Vingt ans après, quand on connait le peu de poissons qui vivent encore dans nos eaux, on imagine facilement que ce vote, s'il avait été validé par les services de l'état, aurait anéanti à jamais les quelques ombres qui survivent dans nos rivières.

Je vous laisse découvrir ou redécouvrir un article paru dans la presse halieutique de l'époque sur le sujet.

Merci Jean-Louis pour cette archive ! Très heureux de constater que les choses ont bien changé depuis toutes ces années où, il faut bien le dire, je me sentais bien seul. Il reste encore aujourd'hui des AAPPMA qui sont dans le déni vis à vis de la réalité, mais globalement, quelle amélioration !

Norbert Morillas, qui est à l'origine de cet arrêté de protection de l'ombre, en serait certainement très heureux. Comme il l'était de m'avoir en soutien à chacun de ses exposés pour défendre ce poisson. Le seul soutien.

Si la réouverture de l'ombre n'a jamais eu lieu, c'est finalement dû à un concours de circonstances. La volonté était là, mais d'après les services de l'état, ouvrir l'ombre voulait aussi dire que l'impact des grands cormorans n'était plus aussi flagrant et que les tirs octroyés tous les ans pour ces oiseaux pouvaient être suspendus. Les présidents majoritaires, à contre cœur, ont choisi de pouvoir continuer à tirer les oiseaux piscivores plutôt que de manger les derniers ombres...Juste incroyable. Les derniers ombres jurassiens ont été sauvés par les cormorans...du moins dans les textes !

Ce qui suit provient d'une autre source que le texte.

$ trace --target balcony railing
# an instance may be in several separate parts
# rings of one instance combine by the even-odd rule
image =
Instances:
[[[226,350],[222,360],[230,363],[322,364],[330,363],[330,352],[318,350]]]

Oui, car dans la vraie vie, les quelques noyaux de populations qui vivent ici et là, ne peuvent se développer en autre, à cause de la prédation des grands cormorans doublée depuis quelques années par celle des harles bièvres. Nous avons d'ailleurs le plaisir et l'honneur de vous annoncer notre première nichée sur notre linéaire cette année. Quelle joie ! Une maman harle avec 8 petits qui vont se délecter des 3 ou 4 ombres qu'il reste dans le coin et certainement de quelques truites sauvages au passage...Cette situation devient absurde puisque l'espèce protégée (allochtone) se porte mieux que l'espèce (autochtone) dont elle se nourrit !!! Y'a pas un lézard là ?? Alors c'est bien beau de faire des études et autres comptages depuis 1997, mais il ne faut pas avoir fait de grandes études pour comprendre ce que l'on voit !

Qu'on ne me fasse pas dire ce que je n'ai pas écrit, je ne pointe pas ces deux oiseaux piscivores comme premiers responsables du déclin des ombres jurassiens à la fin des années 90, mais par contre, ils sont pour moi, aujourd'hui, le premier obstacle à leur recolonisation. L'ombre est le premier touché par cette prédation. La truite se cache, lui reste en pleine eau. Il est confronté tous les jours à cette nouvelle prédation dans l'efficacité est tout simplement redoutable. Sans y être préparé. Sans avoir les armes pour se défendre. C'est dans le contexte actuel, impossible pour ce poisson de faire grandir ses rangs.

Alors laissons faire, et le vote de 2001 sera exaucé. Les derniers ombres jurassiens disparaitront et tout espoir de les voir de nouveau plus nombreux sera anéanti.